The FTC is under pressure from Capitol Hill to enforce consent decrees with edge providers and to look hard at whether the size of Facebook, Amazon, Google, Apple and Twitter--have antitrust implications the FTC may have missed in the rise of those companies from scrappy garage startups to companies trying to mine the world's data and with market caps on par with the GDP (rather than GDPR) of some countries.
Related: Privacy Groups Propose New Government Data Protection Agency
In making his case for the FTC's muscular oversight, Simons pointed to its challenge of false claims of compliance with the EU-U.S. Privacy Shield, privacy cases brought against revenge porn sites, a mobile phone manufacturer and others, and its largest civil penalty ever for a violation of the Children's Online Privacy Protection Act (COPPA).

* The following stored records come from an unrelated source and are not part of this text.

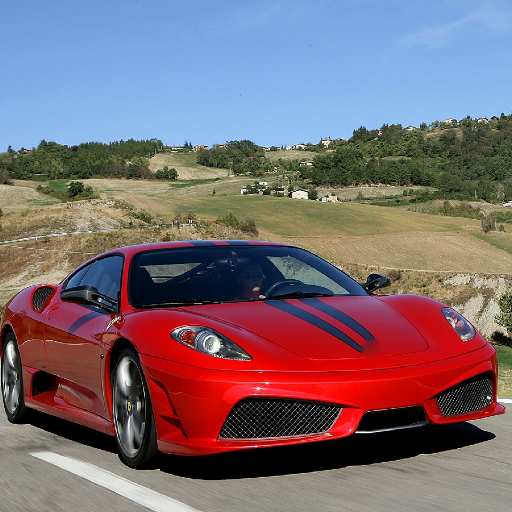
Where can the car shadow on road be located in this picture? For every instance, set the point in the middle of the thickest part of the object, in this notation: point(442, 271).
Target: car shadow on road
point(357, 450)
point(72, 431)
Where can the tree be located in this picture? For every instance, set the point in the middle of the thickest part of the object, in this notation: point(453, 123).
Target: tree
point(75, 188)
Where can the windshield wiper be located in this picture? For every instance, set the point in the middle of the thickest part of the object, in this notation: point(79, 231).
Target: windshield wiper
point(299, 295)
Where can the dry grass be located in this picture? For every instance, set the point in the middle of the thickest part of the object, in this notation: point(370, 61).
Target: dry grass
point(186, 166)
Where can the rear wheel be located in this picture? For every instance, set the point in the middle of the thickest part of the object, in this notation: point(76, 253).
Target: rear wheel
point(12, 381)
point(133, 415)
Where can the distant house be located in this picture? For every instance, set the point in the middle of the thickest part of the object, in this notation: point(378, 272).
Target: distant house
point(299, 194)
point(329, 199)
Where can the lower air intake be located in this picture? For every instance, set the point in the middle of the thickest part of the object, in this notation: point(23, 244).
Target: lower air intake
point(469, 396)
point(259, 418)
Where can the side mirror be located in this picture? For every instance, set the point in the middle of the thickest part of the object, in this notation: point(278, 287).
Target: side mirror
point(376, 281)
point(90, 296)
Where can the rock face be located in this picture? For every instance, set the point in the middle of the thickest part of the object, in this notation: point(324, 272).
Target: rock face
point(482, 307)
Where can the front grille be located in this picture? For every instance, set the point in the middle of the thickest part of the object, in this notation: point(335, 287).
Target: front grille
point(392, 419)
point(258, 418)
point(468, 396)
point(40, 296)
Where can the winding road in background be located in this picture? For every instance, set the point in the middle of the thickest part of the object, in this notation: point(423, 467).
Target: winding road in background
point(52, 465)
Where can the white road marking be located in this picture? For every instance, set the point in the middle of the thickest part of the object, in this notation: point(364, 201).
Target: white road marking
point(137, 493)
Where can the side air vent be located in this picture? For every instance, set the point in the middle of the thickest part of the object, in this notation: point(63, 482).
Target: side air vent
point(40, 296)
point(469, 396)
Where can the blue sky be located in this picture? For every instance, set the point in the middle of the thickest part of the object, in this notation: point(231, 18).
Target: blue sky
point(275, 72)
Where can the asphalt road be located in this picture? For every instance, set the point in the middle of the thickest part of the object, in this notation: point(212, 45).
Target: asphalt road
point(52, 465)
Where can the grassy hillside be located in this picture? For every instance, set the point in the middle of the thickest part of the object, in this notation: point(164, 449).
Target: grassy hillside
point(344, 233)
point(358, 237)
point(186, 166)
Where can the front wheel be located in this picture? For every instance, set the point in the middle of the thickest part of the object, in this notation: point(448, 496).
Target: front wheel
point(12, 381)
point(132, 412)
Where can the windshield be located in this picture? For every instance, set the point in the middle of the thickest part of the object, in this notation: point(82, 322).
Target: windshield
point(212, 274)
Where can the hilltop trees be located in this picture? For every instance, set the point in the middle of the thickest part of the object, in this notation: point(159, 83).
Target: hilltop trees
point(240, 156)
point(56, 161)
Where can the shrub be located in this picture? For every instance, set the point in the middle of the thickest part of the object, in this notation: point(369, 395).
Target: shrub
point(504, 319)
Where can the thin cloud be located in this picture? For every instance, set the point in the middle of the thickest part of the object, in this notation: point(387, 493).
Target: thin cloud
point(491, 18)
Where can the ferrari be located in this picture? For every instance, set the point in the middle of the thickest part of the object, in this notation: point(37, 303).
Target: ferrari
point(203, 347)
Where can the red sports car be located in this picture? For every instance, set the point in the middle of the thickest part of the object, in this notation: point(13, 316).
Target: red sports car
point(202, 347)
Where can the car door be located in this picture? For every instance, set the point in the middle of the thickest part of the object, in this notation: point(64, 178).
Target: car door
point(73, 337)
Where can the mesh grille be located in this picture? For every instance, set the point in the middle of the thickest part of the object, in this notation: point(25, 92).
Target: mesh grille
point(469, 396)
point(40, 296)
point(262, 417)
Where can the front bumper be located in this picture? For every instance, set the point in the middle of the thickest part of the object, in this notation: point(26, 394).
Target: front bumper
point(191, 404)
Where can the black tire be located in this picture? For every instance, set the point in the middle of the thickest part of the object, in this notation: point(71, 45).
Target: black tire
point(132, 412)
point(12, 381)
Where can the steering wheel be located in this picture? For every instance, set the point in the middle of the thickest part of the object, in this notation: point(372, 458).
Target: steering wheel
point(279, 284)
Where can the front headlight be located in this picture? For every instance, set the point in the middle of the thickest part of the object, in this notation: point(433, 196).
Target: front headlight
point(208, 341)
point(461, 326)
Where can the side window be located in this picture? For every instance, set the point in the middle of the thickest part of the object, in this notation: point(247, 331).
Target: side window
point(75, 279)
point(104, 275)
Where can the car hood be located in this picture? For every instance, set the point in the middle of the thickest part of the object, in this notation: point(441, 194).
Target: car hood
point(331, 328)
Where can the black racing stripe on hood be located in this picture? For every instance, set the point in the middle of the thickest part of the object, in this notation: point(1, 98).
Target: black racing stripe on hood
point(340, 316)
point(314, 320)
point(210, 243)
point(201, 243)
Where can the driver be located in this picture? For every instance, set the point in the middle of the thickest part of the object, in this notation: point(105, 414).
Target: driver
point(250, 281)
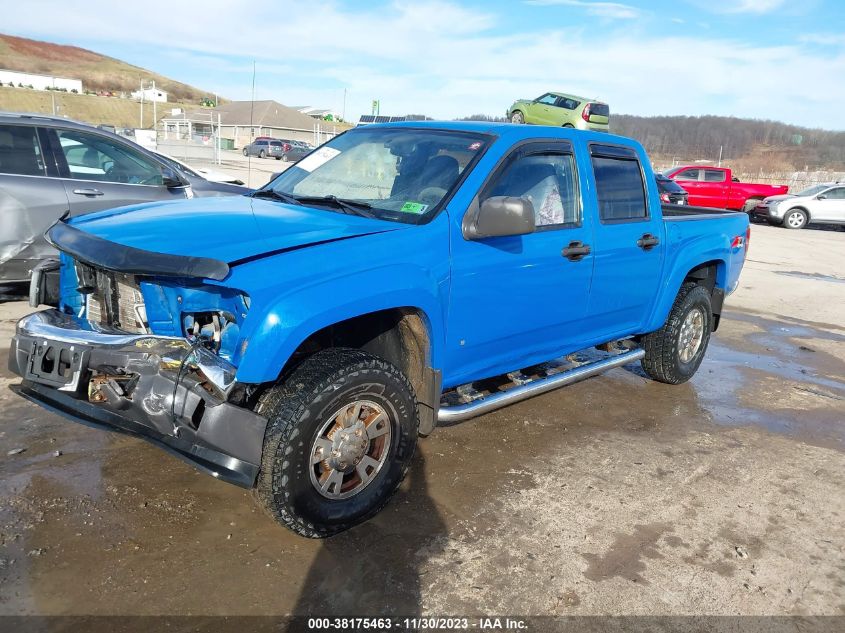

In February, video social networking app TikTok (formerly Musical.ly) agreed to pay $5.7 million to settle the FTC's allegation that it had illegally collected personal info from kids.
But Simons acknowledged there was more it could be doing.
"The FTC has done a remarkable amount to protect consumers’ privacy with the tools and resources at its disposal. But we must do more. We need to continue evaluating privacy risks as they evolve."
Simons told the Senate Consumer Protection Subcommittee last fall that the Federal Trade Commission needs three things to better protect consumer privacy, 1) rulemaking authority; 2) civil penalty authority—currently it can only try and make consumers whole for losses, not penalize the conduct responsible; and 3) jurisdiction over nonprofits and common carriers.
Simons also said Congress needed to come up with legislation on collection, use and sharing of data that still fosters competition and innovation, legislation that the FTC would enforce
He also would not decline more money, which some in Congress have suggested the FTC will also need.